Application freezes and system crashes are also common faults. They occur in probability, but seriously affect user experience. The difficulty in detecting such problems is how to effectively match software failures with user-perceived crashes. If all software bugs are reported, developers will be at a loss, and if they are missed, they will not be able to accurately locate them. To this end, HarmonyOS DFX has designed the following application freeze & System crash detectors:

  • Thirty-two detection points are deployed in the system to comprehensively detect software crash faults.
  • In addition, four user behavior detection points are added to accurately detect the user’s reaction to the crash phenomenon.

These deployed detection points can be flexibly deployed according to the failure mode of different devices. If our device does not have a screen, there is no need to deploy on-off screen timeout and quick click on screen detection points. In addition to measuring points, decision rules can also be dynamically adjusted based on big data analysis of fault detection results. Through the above optimization, the detection rate of crash fault is increased from 30% to 80%.

Figure 11 Application of stuck & system crash detection

5. Observation and analysis

How can developers use the logging, event, tracking, and fault management capabilities provided by HarmonyOS DFX? Let’s take a look at our observational profiling tools, which can help developers analyze, locate, and tune problems.
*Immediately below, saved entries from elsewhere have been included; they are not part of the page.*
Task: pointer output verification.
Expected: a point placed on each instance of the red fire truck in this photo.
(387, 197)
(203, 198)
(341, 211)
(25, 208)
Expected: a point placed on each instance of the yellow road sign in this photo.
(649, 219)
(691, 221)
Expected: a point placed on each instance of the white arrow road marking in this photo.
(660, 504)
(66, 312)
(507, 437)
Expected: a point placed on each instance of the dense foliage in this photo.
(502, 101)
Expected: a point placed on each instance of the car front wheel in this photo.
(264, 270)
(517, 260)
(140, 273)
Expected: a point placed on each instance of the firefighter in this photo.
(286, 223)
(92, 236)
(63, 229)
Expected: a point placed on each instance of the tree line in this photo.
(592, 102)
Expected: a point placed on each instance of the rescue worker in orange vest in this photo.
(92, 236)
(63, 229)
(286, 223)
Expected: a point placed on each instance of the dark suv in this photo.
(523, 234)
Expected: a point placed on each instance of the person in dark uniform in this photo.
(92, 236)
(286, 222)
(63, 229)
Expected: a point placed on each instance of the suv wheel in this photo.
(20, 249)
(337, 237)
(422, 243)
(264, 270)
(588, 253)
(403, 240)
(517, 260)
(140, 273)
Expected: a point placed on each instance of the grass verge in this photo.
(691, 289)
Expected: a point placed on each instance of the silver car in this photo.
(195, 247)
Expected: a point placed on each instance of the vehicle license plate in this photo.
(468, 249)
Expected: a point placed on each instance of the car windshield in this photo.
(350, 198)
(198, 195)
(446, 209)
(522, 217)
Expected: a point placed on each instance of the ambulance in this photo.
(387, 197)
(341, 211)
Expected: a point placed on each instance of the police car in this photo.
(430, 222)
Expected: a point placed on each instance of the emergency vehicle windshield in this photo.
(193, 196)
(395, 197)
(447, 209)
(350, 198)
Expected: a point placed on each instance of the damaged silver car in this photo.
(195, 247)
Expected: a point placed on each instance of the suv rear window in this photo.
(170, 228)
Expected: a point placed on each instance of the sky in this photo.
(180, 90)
(1) Information Export Tool (HiDumper)

In the process of development, debugging, testing and maintenance, developers need to frequently observe various information of the system. Generally, these observation information is obtained through information export. Although operating systems typically provide a variety of information export tools, the rules of these tools can vary widely and are difficult to adapt to automated test tools or ides. With the increase of product types, the information to be exported from the system becomes extremely rich, and the problems of information export interfaces, mixed capabilities, and difficult adaptation become more prominent.

To avoid information export problems, HarmonyOS provides HiDumper, a unified system information export tool. Compared with other information export tools, HiDumper standardizes command parameters and classifies, schedules, and outputs all exported information, simplifying the adaptation of back-end tools.

Figure 12. Information export tool HiDumper

(2) Distributed linkage debugging tool

Currently, APP debugging generally uses the local debugger, and each device to be debugged requires an independent debugging terminal and IDE tool, which obviously cannot well support the distributed business scenario that requires linkage debugging between multiple devices. To address this, HarmonyOS has developed a new distributed debug tool that associates logs, events, trace and fault logs across devices in the same IDE debug window, giving developers a single-device debug window experience. IDE runtime can automatically capture abnormal information, through the abnormal information associated with the related event list and flow log, and then through the exception log can accurately locate the code line, greatly improving debugging efficiency.

Figure 13 Distributed linkage debugging

(3) Distributed tuning tools

After introducing the observation and debugging tools, let’s finally look at the tuning tools. HarmonyOS ‘new distributed tuning tool accurately tracks the JS/Java/C/C++ call chain across the stack, logging activity across threads, processes, devices, and other granularity, generating normalized HiTrace files. By displaying HiTrace files in IDE graphical tools, developers can easily analyze performance bottlenecks in distributed applications.

Figure 14. Distributed tuning

So that’s our introduction to the key parts of the HarmonyOS DFX, and I’m sure you’ve got an idea of what DFX is all about. HarmonyOS DFX will continue to work on bug detection, fault recovery, big data analytics and more debugging and tuning tools to give developers the power to deliver even better products.